El modo de instituirse de tales metas es finalmente el “derecho”, el que, en las palabras de Martí, debiera ser “reconocido por todos”. Por lo que Martí no está hablando aquí ni de “dominio” ni de “hegemonía”. Tampoco de un orden atolondrado ni de una ausencia de orden. Está hablando de una totalidad que se articula mediante normas que todos entendemos porque son normas que están a la altura de la cantidad y calidad de razón que los tiempos que vivimos nos han permitido alcanzar y cuya forma de actualizarse podemos acoger o resistir. Todo ello en el marco de un debate político de sujetos pensantes y que en el usufructo de esa condición nos habremos identificado a nosotros mismos como miembros de una comunidad. En el curso de ese debate, evitando caer en las conformidades espurias que florecen en el espacio mentiroso de una democracia intervenida a ratos legalmente y en otras de facto, seremos nosotros, todos nosotros, los que decidamos qué es lo que más nos conviene hacer y cómo, según la razón que este tiempo nuestro nos habrá deparado y habida cuenta del poderío de unos adversarios para quienes la racionalidad y la democracia hace ya mucho tiempo que dejaron de ser motivo de preocupación. 

Notas

1 Jacques Rancière. La lección de Althusser, tr. Agustina Blanco. Santiago de Chile. LOM, 2013, p. 16.

2 “[el poder soberano] sólo puede mostrarse en tanto democracia de la multitud, o bien como autogobierno absoluto del conjunto de las individualidades, conducirles, con el avance de su deseo, hacia la constitución de lo común”. Antonio Negri. Spinoza subversivo, tr. Raúl Sánchez. Madrid. Akal, 2000, p. 142. Y Paolo Virno: “Para Spinoza, el concepto de multitud indica una pluralidad que persiste como tal en la escena pública, en la acción colectiva, en lo que respecta a los quehaceres comunes (comunitarios), sin converger en un UNO, sin desvanecerse en un movimiento centrípeto. Multitud es la forma de existencia social y política de los muchos en tanto muchos: forma permanente, no episódica o intersticial. Para Spinoza, la multitud es la base, el fundamento de las libertades civiles”. Paolo Virno. Gramática de la multitud. Para un análisis de la formas de vida contemporáneas, tr. Adriana Gómez. Buenos Aires. Colihue, 2003, pp. 11-12. Los subrayados son suyos. Para América Latina, el mejor ejemplo es el de Álvaro García Linera, quien recibió a Antonio Negri en Bolivia en 2007 y ha utilizado la noción de “multitud”, aunque precisando que el uso que él le da no es igual al que le da Negri (ni tampoco al que le dio su coterráneo René Zabaleta, en los ochenta).

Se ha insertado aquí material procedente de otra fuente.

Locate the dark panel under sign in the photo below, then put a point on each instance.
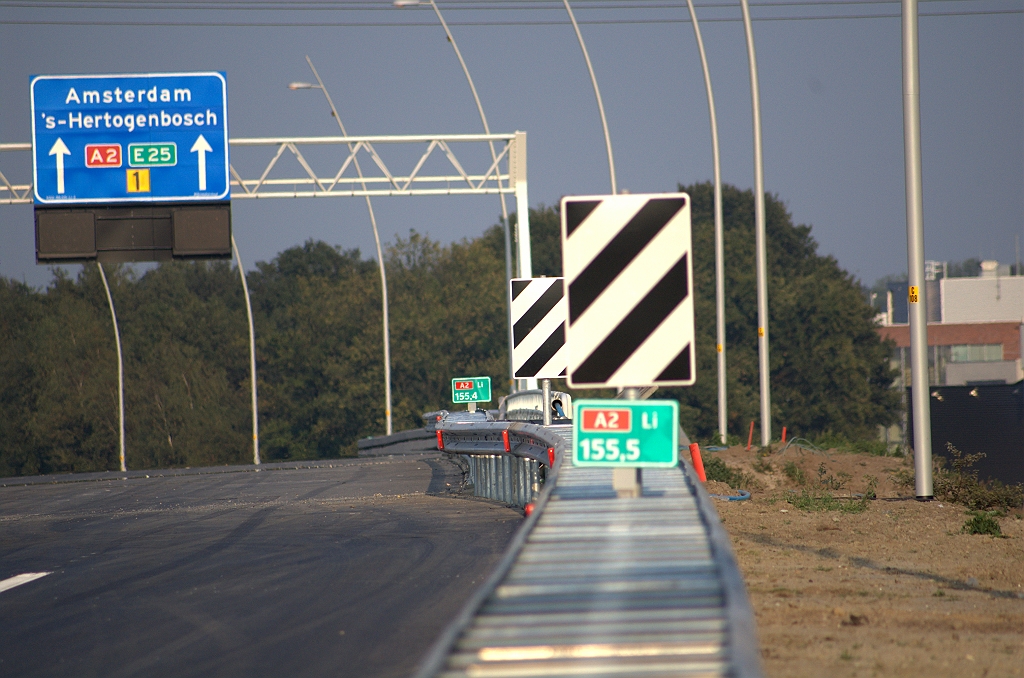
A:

3 Dos libros pertinentes de Ernesto Laclau y Chantal Mouffe son Hegemonía y estrategia socialista: hacia una radicalización de la democracia. Madrid. Siglo XXI, 1987 (la primera publicación en inglés es del 85), y Emancipación y diferencia. Buenos Aires. Ariel, 1996.

4 José Martí. “El alma de la Revolución, y el deber de Cuba en América. El tercer año del Partido Revolucionario Cubano” en Cuba, Nuestra América, los Estados Unidos. Roberto Fernández Retamar, ed. México, Madrid, Buenos Aires. Siglo XXI, 1973, p. 76.